Uma Nova Abordagem nas Viagens
Julia Machado, 26 anos, é jornalista e reside em São Paulo há seis anos. Seu foco nas viagens são destinos que combinam belezas naturais com uma cultura local vibrante. “Viver o cotidiano do lugar, andar pelos bairros, frequentar bares e restaurantes locais e interagir com os moradores faz parte dessa vivência. Até mesmo a próxima parada da viagem muitas vezes surge dessas conversas, já que opto por viajar sem roteiros rígidos”, compartilha.
A viagem, para Julia, representa uma pausa da agitação da grande metrópole: “São Paulo é acelerada e barulhenta, e essa sensação de urgência é constante. Ao adotar esse estilo de viagem, onde passo mais tempo em um local e me desconecto das obrigações, consigo me livrar dessa pressão de seguir um cronograma repleto de atividades”. Ela acrescenta: “Passamos a respeitar o ritmo do lugar e o nosso próprio tempo. É uma pausa que vai além do físico; é mental”.
O Crescimento do Slow Travel
Julia não está sozinha nessa busca por uma viagem mais lenta. Dados do “Destinations of the Year Report 2026”, realizado pelas marcas Expedia, Hotels.com e Vrbo, revelam que 84% dos viajantes em todo o mundo estão interessados em experiências mais intencionais e relaxantes. O estudo também aponta um aumento de 300% nas menções a estadias em áreas rurais e fazendas nos últimos dois anos, indicando um desejo crescente por um contato mais próximo com a natureza.
A proposta do Slow Travel é clara: valorização da presença em detrimento da pressa. Luiz Gonzaga Trigo, professor da Escola de Artes, Ciências e Humanidades da USP, explica: “A ideia é desfrutar do ambiente, da gastronomia e da atmosfera. Isso é algo que já vemos em locais como São Paulo e Rio de Janeiro, onde as pessoas flanam pela cidade. É uma tendência que incentiva a permanência, como dedicar uma semana a um único lugar. O turismo cultural e comunitário também se encaixa nesse conceito. Mesmo uma viagem mais econômica, como passar férias na chácara da avó, pode ser considerada Slow Travel”.

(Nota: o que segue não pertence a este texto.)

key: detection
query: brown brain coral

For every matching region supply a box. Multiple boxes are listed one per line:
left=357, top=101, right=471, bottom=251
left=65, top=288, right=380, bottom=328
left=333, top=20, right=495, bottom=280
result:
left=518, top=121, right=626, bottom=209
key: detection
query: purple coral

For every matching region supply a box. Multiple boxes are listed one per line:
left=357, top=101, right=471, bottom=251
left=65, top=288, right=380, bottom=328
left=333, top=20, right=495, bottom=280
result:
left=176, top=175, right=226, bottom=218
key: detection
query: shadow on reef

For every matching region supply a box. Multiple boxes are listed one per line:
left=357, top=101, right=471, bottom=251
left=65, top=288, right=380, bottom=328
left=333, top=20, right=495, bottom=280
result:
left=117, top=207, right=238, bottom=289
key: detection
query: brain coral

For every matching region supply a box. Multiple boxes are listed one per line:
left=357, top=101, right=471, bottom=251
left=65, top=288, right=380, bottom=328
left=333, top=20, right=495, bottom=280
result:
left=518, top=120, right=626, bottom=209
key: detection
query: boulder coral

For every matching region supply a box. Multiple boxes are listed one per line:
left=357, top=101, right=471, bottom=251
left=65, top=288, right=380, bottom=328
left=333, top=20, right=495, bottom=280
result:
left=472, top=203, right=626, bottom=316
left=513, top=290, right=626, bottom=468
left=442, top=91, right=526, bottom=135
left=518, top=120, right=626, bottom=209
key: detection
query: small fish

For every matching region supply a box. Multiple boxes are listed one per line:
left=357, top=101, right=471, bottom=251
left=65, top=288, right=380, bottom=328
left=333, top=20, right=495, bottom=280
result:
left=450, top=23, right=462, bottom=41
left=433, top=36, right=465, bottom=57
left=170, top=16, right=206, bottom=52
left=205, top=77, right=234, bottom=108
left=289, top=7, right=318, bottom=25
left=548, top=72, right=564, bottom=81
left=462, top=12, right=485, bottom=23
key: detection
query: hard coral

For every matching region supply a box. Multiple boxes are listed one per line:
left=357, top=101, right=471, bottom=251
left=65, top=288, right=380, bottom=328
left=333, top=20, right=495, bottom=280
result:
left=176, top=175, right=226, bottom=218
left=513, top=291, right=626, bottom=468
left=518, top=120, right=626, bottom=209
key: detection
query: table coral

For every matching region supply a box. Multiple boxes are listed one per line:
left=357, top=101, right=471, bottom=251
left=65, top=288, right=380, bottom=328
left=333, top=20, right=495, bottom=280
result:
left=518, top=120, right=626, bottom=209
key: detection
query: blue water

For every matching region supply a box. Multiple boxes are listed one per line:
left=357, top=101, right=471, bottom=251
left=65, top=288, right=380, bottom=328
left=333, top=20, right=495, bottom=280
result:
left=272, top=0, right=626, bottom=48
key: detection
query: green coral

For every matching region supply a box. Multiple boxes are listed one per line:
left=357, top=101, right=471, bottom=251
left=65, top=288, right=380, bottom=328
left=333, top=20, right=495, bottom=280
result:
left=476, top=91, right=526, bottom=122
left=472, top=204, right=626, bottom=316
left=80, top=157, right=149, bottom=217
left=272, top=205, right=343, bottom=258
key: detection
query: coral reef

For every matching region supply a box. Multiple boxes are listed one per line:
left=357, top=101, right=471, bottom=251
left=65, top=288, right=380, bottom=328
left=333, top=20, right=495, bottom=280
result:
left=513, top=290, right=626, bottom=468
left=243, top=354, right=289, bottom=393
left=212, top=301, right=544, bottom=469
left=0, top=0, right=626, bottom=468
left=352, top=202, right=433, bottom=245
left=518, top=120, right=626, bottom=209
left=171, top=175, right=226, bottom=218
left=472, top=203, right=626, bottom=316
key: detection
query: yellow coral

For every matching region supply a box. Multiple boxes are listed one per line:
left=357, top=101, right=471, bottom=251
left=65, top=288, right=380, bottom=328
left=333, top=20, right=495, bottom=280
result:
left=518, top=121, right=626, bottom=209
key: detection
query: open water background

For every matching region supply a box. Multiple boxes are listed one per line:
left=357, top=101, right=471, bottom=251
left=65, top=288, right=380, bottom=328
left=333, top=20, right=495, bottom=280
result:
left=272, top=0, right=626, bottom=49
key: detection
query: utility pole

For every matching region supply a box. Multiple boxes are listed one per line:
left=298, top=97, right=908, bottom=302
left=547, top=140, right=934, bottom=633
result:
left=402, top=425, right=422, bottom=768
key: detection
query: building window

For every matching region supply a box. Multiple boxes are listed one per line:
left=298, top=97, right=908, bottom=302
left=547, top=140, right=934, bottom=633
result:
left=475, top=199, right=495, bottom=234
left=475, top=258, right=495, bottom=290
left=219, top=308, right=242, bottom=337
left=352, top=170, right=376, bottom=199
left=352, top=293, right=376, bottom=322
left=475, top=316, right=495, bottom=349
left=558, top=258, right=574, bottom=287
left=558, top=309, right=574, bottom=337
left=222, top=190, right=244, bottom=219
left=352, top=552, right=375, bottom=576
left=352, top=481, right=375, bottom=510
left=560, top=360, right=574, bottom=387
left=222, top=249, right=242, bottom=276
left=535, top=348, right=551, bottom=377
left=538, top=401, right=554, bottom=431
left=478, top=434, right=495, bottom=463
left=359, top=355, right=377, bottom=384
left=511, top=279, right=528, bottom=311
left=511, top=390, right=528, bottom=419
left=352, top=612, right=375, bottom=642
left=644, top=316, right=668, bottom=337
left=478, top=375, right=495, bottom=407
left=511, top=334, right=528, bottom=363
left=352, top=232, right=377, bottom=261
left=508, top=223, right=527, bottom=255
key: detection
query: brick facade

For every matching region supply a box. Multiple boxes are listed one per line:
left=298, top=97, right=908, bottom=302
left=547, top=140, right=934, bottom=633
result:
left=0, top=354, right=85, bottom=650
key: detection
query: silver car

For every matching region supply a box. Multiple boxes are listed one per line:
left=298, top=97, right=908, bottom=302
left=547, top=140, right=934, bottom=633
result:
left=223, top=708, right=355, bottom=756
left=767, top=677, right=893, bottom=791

A Importância do Tempo de Qualidade
Em um mundo tão acelerado, essa abordagem contrasta com a ideia de produtividade incessante, até mesmo durante as férias. O professor Trigo ressalta que a proposta é se afastar de roteiros apressados e focar em desfrutar o tempo com qualidade e sem obrigações. Essa mudança de perspectiva tem gerado um impacto positivo na forma como os viajantes se relacionam com os destinos.
Vantagens de Viajar Devagar
Marianne Costa, CEO do Grupo de Turismo Vivejar, celebra a ascensão do Slow Travel como uma tendência crescente. Para ela, esse estilo de viagem reflete uma busca por conexões mais genuínas em meio às crescentes dificuldades emocionais da sociedade: “Percebo uma demanda por experiências que sejam mais profundas e conectadas, onde o olho no olho prevalece. Isso é especialmente evidente entre o público atual e suas necessidades”.
Victor Del Vecchio, advogado que passou 24 dias imerso na América Central, compartilha sua experiência. Para ele, os benefícios vão além do bem-estar mental: “Mudar de ambiente é crucial. Precisamos romper com a rotina de trabalho e nos expor a novas experiências”. Ele enfatiza a importância da organização para quem deseja embarcar nesse tipo de viagem: “Se você tiver a oportunidade, não hesite. Isso transforma a forma como vemos o mundo, trazendo uma nova perspectiva, diferente daquela que lemos em blogs de viagem tradicionais”.